Bei einem Doppelsternsystem mit vorgegebener Neigung der Bahnebene gegen die Sichtlinie wird es nur dann zu einem Bedeckungslichtwechsel kommen, wenn der gegenseitige Abstand der Komponenten hinreichend klein ist (siehe Abb. 1). Entsprechend dem 3. KEPLERschen Gesetz werden also Bedeckungssysteme mit großen Umlaufzeiten
\begin{displaymath}
U^2 = \frac{4\pi^2 \cdot a^3}{G \cdot (M_{\rm a} + M_{\rm b})} \, ,
\end{displaymath} (2)

selten erscheinen. Die Gleichung beschreibt die relative Bahn der Sekundärkomponente mit der scheinbaren Helligkeit $m_{\rm b}$ um die Hauptkomponente mit der Helligkeit $m_{\rm a}$. Dabei bedeuten $U$ die Umlaufzeit in Tagen, $M_{\rm a}$ und $M_{\rm b}$ die Massen der Komponenten in Einheiten der Sonnenmasse, $a$ die große Halbachse der Bahn der Sekundärkomponente bezüglich der Hauptkomponente in Astronomischen Einheiten und $G$ die Gravitationskonstante.

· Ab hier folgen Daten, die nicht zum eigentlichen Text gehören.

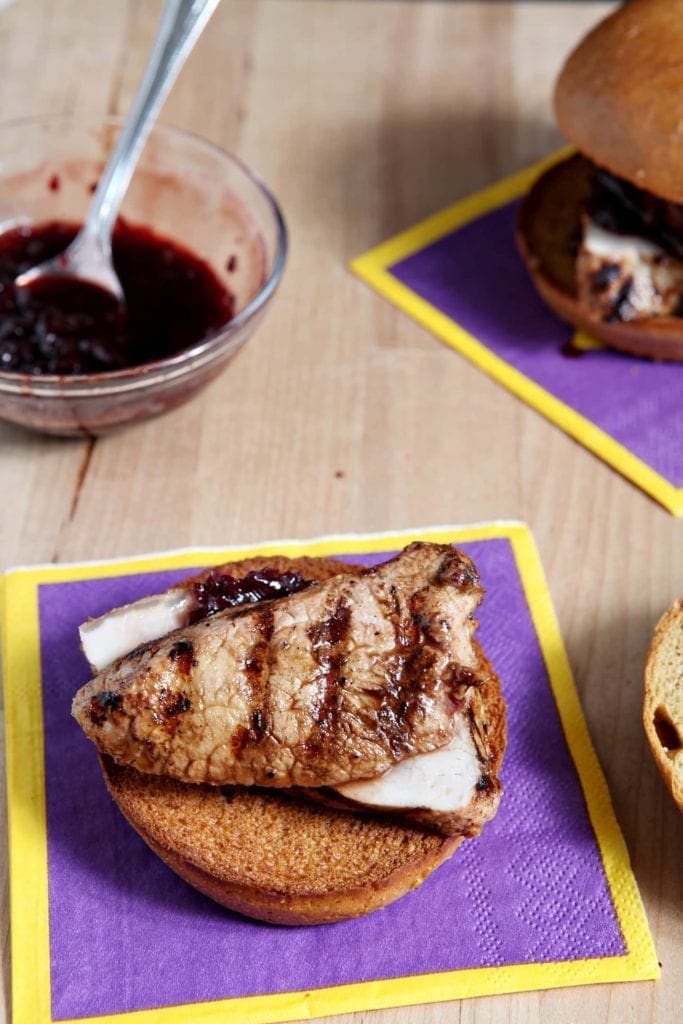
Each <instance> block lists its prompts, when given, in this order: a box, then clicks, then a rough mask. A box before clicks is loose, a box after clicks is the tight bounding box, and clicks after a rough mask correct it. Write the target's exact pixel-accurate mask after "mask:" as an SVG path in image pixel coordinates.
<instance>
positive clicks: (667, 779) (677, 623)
mask: <svg viewBox="0 0 683 1024" xmlns="http://www.w3.org/2000/svg"><path fill="white" fill-rule="evenodd" d="M643 725H644V727H645V735H646V736H647V740H648V742H649V744H650V749H651V751H652V755H653V757H654V760H655V762H656V765H657V768H658V769H659V772H660V774H661V777H663V778H664V780H665V782H666V783H667V785H668V787H669V791H670V793H671V795H672V797H673V798H674V800H675V801H676V803H677V804H678V808H679V810H680V811H681V812H683V598H679V600H678V601H674V603H673V604H672V605H671V607H670V608H669V609H668V610H667V611H666V612H665V613H664V615H663V616H661V618H660V620H659V622H658V623H657V625H656V627H655V629H654V634H653V636H652V640H651V643H650V647H649V651H648V654H647V662H646V664H645V686H644V699H643Z"/></svg>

Abb. 1: Abhängigkeit der Bedeckung in einem Doppelsternsystem vorgegebener Bahnneigung vom gegenseitigen Abstand der Komponenten

Die Mehrzahl der Bedeckungssysteme werden also enge Doppelsterne bilden. Das sind Systeme, bei denen Abstände und Radien in der gleichen Größenordnung liegen. Dann haben die relativen Größen der Komponenten auf die beobachtbaren Erscheinungen einen ebenso großen Einfluß, wie die gegenseitige Entfernung. Die Klassifikation dieser Systeme basiert auf der Definition der Rocheschen Grenzfläche im Gravitationspotential zweier Sterne. Das ROCHEsche Modell geht von der Annahme aus, daß die Dichtezunahme in den Sternen so groß ist, daß man die beiden Komponenten durch Punktmassen approximieren kann. Die ROCHEsche Grenzfläche ist dann durch diejenigen zwei Äquipotentialflächen um die beiden Sterne gegeben, die sich genau in einem Punkt, dem inneren Lagrangepunkt L$_1$ des Systems, berühren. In der Realität wird die Form der Äquipotentialflächen vom Massenverhältnis der beiden Komponenten sowie dem Verhältnis der axialen Rotation der Sterne zur Bahngeschwindigkeit abhängen. Schreibt man das Gravitationspotential $V$ in einem mitbewegten Koordinatensystem auf, dessen x-Achse in der Verbindungslinie beider Sterne liegt, dessen Ursprung im Schwerpunkt S des Systems liegt, während die z-Achse senkrecht auf der Bahnebene steht und betrachtet nur die Ebene z=0, dann liegen die beiden Sterne bei $(-a_1,0)$ und $(a_2,0)$, (siehe Abb. 2) und es ergibt sich:


Abb. 2: Das ROCHEsche Modell der Äquipotentialfläche in engen Doppelsternsystemen



\begin{displaymath}
V = G \cdot \frac{M_{\rm a}}{r_a} + G \cdot \frac{M_{\rm b}...
...{\rm b}}
+ \frac{\dot{\varphi^2}}{2} \cdot (x^2 + y^2) \, .
\end{displaymath} (3)

$V$ ist dabei das Potential eines Punktes mit den Koordinaten $(x,y)$ und den Abständen $r_{\rm a}$ und $r_{\rm b}$ von A und B. Weiterhin ist $\dot{\varphi}$ die Winkelgeschwindigkeit des Systems. $a_1$ und $a_2$ sind die Halbachsen der Bahnen beider Körper bezüglich des Schwerpunkts und die Summe $a_1 + a_2 = a$ ist die große Halbachse der relativen Bahn von B um A. Die Winkelgeschwindigkeit ergibt sich unter Annahme einer Kreisbahn aus dem 3. KEPLERschen Gesetz zu:
\begin{displaymath}
\dot{\varphi^2} = \frac{G \cdot (M_{\rm a} + M_{\rm b})}{ a^3} \, .
\end{displaymath} (4)

Hält man Massen und Abstände konstant und betrachtet die Größe der Sterne relativ zur ROCHEschen Grenzfläche, derjenigen Äquipotentialfläche, die die Stabilitätsgrenze darstellt, lassen sich drei Fälle unterscheiden, die auch alle in der Natur verwirklicht sind (siehe Abb. 3).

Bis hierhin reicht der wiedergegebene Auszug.